The Impact of Aging on Asian Development
The timing, speed, and dynamics of ageing in Asia. The world is aging. A combination of longer life spans and low birth rates is producing a population distribution that is skewed towards the elderly. This phenomenon is well advanced in developed countries in the region such as Japan and Singapore, but is also occurring in developing countries. Low infant mortality rates have led to population surges in China and India, but rapid declines in fertility rates in China, and now in India are reducing youth dependency rates. Both China and India are enjoying a “demographic dividend” of low overall dependency rates. In the foreseeable future, however, the current work force will age, producing a high old age dependency rate.
In the world as a whole, falling fertility and low youth dependency has dominated age structure changes over the last 50 years. However dependency rates reached their minimum in 2005. Since then arising old age dependency has led to increases in total dependency rates. While the basic structure of the picture is the same worldwide the timing and amplitude of the age structure effects differs greatly across countries. Within China and India there is a great deal of regional variation with inland regions lagging behind in terms of timing. A common feature however is for longer life spans and falling fertility to spread to developing countries while their levels of income are still very low. Countries therefore face the prospect of population aging at low levels of income.

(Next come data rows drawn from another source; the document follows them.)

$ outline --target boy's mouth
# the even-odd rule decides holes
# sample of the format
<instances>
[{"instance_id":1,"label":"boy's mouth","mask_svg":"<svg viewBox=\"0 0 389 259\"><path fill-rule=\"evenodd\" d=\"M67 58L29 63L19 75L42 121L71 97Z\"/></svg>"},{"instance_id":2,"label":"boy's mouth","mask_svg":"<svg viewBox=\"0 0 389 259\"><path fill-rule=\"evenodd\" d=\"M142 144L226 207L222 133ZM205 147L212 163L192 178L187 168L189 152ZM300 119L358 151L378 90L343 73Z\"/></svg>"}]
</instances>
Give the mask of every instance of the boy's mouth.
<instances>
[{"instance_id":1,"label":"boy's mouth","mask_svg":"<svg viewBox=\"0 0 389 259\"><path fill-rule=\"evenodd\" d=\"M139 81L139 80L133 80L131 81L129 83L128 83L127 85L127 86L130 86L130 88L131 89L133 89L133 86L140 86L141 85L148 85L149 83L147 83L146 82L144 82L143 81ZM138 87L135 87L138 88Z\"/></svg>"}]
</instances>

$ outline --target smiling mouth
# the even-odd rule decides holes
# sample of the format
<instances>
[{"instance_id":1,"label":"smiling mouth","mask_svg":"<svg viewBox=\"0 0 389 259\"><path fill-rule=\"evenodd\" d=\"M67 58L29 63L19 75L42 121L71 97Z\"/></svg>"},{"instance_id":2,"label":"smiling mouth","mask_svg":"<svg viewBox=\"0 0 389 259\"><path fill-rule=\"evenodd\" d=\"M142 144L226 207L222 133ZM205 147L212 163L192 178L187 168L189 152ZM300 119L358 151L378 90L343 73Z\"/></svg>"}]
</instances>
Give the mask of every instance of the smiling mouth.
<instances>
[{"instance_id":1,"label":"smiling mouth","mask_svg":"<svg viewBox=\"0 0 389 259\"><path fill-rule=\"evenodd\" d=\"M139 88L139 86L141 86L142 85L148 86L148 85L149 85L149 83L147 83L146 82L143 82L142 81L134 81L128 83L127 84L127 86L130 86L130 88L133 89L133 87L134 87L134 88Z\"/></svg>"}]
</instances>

An important feature of population aging is the compression of morbidity. In developed countries, the period of sickness and disability near the end of life is falling, even as life spans are increasing; we are producing a new generation of healthy old people. This makes the economic prospects of population aging much less troublesome than if the aging were unhealthy. An important issue in developing countries in Asia is if aging in a low income setting will be similarly healthy.